Commas and Comma Splices

Commas are one of the most widely used punctuation marks in the English language. They are used in several places for different reasons.

1. Use a comma before the eight coordinating conjunctions (and, or, so, but, nor, yet, for, although).

  • He came early, but she came late.
  • I was ready to leave, but he didn't see my ride.
  • I was hungry, and I wanted to eat.
  • It was raining, so I walked him to the bus.

2. After a subordinate clause that comes before a main clause. Subordinate clause: has a subject and a verb, but is not a complete sentence. Subordinate clauses are often used to add information to another clause, especially to tell about specific circumstances.

  • When I'm hungry, I go to my favorite restaurant.
  • Despite the fact we were tired, we stayed up to watch a movie.

3. Around extra information that does not include a verb.

  • New Hampshire, a state with many tall mountains, is my home.
  • My son, Rick, is home from college.
  • My father, a good doctor, took care of me when I broke my arm.

4. With non-defining relative clauses. Similar to #3, non-defining relative clauses give additional information about something, but does not define it.

  • Professor Smith, who teaches the evening class, is at home.
  • Central Park, which was built by Olmsted, is one of the world's most venerated parks.

5. Between two elements or items in a list.

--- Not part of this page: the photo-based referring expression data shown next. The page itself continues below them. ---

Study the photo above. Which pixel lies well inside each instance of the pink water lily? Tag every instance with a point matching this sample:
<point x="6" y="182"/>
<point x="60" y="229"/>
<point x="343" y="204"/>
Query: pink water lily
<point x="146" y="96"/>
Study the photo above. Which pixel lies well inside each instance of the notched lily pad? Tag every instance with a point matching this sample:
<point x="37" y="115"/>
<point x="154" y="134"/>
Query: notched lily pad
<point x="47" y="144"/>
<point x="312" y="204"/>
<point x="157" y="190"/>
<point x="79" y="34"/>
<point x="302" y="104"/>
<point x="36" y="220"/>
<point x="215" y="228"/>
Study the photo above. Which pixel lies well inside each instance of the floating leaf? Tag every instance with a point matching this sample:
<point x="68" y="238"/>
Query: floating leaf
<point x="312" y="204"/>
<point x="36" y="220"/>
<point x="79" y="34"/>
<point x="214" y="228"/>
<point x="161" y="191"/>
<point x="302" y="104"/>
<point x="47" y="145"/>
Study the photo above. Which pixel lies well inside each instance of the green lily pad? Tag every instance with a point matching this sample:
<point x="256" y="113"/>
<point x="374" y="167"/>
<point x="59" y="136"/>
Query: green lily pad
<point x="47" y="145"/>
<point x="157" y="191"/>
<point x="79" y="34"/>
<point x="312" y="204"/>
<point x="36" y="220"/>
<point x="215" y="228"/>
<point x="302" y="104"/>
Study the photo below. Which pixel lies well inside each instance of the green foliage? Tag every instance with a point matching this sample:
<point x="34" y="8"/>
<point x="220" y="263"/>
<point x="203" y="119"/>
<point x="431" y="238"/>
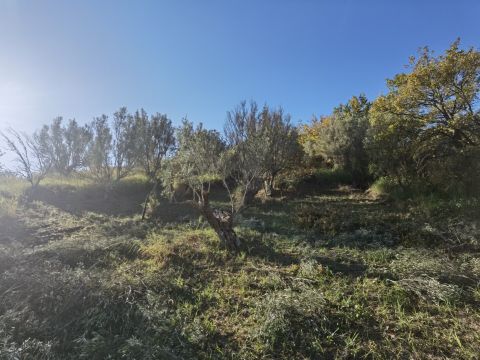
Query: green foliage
<point x="428" y="124"/>
<point x="102" y="284"/>
<point x="66" y="146"/>
<point x="340" y="138"/>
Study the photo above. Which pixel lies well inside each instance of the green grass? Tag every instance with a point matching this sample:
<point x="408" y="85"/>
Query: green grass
<point x="331" y="274"/>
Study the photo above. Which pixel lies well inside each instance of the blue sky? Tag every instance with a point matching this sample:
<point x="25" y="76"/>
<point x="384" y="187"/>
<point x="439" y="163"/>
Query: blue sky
<point x="200" y="58"/>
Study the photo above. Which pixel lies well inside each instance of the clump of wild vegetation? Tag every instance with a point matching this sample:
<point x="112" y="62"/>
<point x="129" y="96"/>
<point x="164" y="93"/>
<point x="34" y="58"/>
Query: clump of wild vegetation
<point x="355" y="236"/>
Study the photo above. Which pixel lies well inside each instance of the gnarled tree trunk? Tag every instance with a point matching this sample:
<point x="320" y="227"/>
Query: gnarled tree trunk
<point x="221" y="222"/>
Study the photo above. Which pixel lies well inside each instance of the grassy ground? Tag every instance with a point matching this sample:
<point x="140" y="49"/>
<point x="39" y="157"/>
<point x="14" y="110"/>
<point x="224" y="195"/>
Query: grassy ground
<point x="331" y="274"/>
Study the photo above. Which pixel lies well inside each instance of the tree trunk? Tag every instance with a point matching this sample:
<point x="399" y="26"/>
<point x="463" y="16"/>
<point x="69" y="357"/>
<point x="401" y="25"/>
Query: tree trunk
<point x="147" y="199"/>
<point x="269" y="185"/>
<point x="222" y="223"/>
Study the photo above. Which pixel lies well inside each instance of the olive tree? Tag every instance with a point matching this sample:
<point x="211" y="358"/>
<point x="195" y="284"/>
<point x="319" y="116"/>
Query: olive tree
<point x="124" y="143"/>
<point x="281" y="148"/>
<point x="202" y="160"/>
<point x="67" y="146"/>
<point x="156" y="139"/>
<point x="244" y="137"/>
<point x="33" y="161"/>
<point x="99" y="154"/>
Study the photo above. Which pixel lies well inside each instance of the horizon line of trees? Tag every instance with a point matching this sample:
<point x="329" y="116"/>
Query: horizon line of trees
<point x="425" y="130"/>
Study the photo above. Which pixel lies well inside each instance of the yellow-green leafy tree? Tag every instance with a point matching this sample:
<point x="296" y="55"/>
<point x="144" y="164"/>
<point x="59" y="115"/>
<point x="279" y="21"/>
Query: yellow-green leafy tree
<point x="428" y="124"/>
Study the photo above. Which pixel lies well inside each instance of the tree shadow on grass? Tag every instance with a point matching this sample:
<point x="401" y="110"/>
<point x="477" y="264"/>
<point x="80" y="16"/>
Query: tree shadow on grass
<point x="125" y="198"/>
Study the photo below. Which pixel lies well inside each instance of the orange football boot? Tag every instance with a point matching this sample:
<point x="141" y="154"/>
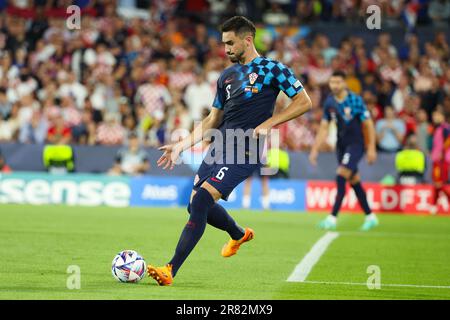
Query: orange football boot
<point x="162" y="275"/>
<point x="232" y="246"/>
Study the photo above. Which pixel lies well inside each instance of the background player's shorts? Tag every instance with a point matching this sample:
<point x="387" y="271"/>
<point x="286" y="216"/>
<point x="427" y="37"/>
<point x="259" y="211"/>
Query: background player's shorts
<point x="439" y="173"/>
<point x="224" y="177"/>
<point x="350" y="156"/>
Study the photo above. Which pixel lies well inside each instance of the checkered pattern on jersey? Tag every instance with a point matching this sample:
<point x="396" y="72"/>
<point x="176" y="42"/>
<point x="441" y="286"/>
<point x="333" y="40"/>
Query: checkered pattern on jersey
<point x="275" y="73"/>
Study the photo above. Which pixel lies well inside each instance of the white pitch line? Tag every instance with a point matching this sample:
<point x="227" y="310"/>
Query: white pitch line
<point x="305" y="266"/>
<point x="382" y="285"/>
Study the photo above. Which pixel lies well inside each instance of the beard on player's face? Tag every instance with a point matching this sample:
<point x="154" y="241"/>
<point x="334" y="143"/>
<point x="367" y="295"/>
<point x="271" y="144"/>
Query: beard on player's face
<point x="237" y="56"/>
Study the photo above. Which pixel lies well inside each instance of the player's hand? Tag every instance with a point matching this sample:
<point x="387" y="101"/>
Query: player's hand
<point x="371" y="155"/>
<point x="313" y="157"/>
<point x="262" y="130"/>
<point x="169" y="157"/>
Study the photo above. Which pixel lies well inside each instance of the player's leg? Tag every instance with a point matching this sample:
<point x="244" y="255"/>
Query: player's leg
<point x="203" y="200"/>
<point x="266" y="192"/>
<point x="226" y="179"/>
<point x="371" y="220"/>
<point x="246" y="198"/>
<point x="342" y="175"/>
<point x="219" y="218"/>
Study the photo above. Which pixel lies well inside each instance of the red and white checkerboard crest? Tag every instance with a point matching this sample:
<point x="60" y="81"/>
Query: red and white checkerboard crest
<point x="252" y="77"/>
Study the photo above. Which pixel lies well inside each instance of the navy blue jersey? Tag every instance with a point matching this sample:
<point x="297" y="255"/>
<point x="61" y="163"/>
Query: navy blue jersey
<point x="348" y="116"/>
<point x="247" y="92"/>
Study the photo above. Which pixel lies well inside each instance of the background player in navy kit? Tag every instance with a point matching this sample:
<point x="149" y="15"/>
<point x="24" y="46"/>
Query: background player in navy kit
<point x="245" y="99"/>
<point x="354" y="127"/>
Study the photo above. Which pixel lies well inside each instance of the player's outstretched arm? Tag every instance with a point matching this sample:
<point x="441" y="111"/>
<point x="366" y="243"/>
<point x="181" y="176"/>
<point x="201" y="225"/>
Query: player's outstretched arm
<point x="300" y="104"/>
<point x="369" y="129"/>
<point x="320" y="139"/>
<point x="173" y="151"/>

  • I like bananas, pears and peaches.
  • I took a several classes my first semester in college: English 1010, Theatre 1020, Biology 1010 and Math 1050.

Comma splices, sometimes called "run-on sentences" or "fused sentences," are a common problem for beginning (and even advanced) writers. Comma splices most often occur when the writer tries to add two sentences together by simply adding a comma. The problem is that the sentence does not work unless a semicolon is used or a coordinating conjunction. Another option is to make each clause into separate sentences.

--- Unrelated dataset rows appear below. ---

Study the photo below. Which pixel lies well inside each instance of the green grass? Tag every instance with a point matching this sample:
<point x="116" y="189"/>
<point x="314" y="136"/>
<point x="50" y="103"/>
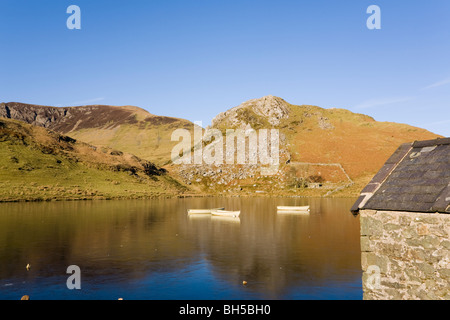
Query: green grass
<point x="27" y="174"/>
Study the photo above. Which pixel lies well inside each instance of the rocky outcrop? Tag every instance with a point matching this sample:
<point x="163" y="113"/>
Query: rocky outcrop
<point x="67" y="119"/>
<point x="267" y="110"/>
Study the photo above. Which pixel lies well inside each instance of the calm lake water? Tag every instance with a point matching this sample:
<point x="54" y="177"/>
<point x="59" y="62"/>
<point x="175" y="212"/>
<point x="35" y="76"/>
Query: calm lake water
<point x="151" y="249"/>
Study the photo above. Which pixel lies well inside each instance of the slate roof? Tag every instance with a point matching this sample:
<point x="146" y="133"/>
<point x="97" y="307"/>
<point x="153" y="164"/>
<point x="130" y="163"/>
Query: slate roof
<point x="415" y="178"/>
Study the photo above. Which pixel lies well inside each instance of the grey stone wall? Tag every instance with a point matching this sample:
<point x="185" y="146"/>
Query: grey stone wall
<point x="405" y="255"/>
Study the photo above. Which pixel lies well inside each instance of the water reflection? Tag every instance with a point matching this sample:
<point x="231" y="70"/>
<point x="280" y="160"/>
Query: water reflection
<point x="154" y="250"/>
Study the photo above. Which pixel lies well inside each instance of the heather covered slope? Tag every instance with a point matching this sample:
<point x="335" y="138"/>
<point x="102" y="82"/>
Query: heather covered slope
<point x="39" y="164"/>
<point x="322" y="151"/>
<point x="333" y="147"/>
<point x="126" y="128"/>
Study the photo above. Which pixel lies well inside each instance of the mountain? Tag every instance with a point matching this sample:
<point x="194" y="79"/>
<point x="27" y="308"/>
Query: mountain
<point x="126" y="128"/>
<point x="321" y="151"/>
<point x="39" y="164"/>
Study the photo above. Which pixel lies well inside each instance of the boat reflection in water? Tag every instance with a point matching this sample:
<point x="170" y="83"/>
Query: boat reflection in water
<point x="152" y="249"/>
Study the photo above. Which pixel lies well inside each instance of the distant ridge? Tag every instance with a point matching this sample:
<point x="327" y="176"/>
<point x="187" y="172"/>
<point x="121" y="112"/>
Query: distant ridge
<point x="126" y="128"/>
<point x="311" y="137"/>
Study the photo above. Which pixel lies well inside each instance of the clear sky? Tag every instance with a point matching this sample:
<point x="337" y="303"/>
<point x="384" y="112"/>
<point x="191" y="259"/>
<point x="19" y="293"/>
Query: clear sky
<point x="195" y="58"/>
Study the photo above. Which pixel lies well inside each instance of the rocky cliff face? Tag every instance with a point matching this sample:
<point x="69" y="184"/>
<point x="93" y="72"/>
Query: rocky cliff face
<point x="324" y="148"/>
<point x="68" y="119"/>
<point x="263" y="112"/>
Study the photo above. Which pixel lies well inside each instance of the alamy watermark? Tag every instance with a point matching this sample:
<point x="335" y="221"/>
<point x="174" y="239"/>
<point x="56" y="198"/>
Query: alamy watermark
<point x="374" y="21"/>
<point x="74" y="281"/>
<point x="241" y="146"/>
<point x="373" y="281"/>
<point x="74" y="20"/>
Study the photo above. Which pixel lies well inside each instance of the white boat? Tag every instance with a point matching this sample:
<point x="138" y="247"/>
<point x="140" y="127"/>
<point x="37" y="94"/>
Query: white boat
<point x="286" y="208"/>
<point x="234" y="214"/>
<point x="203" y="211"/>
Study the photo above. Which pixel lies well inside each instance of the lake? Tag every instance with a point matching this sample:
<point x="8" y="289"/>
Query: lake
<point x="152" y="250"/>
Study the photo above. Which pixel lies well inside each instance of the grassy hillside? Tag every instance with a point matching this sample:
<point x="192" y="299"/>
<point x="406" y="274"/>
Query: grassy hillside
<point x="38" y="164"/>
<point x="126" y="128"/>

Incorrect: I saw David outside of class, he gave me a book.
Correct: I saw David outside of class; he gave me a book.

Incorrect: She told me to look outside, I didn't see anything.
Correct: She told me to look outside, but I didn't see anything.

Incorrect: I looked outside, the mailman was nowhere to be found.
Correct: I looked outside. The mailman was nowhere to be found.

Note from the examples that there is no single way to fix comma splices. Which solution is chosen depends on the rest of the paragraph surrounding the sentence, and what type of effect you want to create. For example, a series of short sentences might be irritating in an information paper, but creates a certain mood in a short story.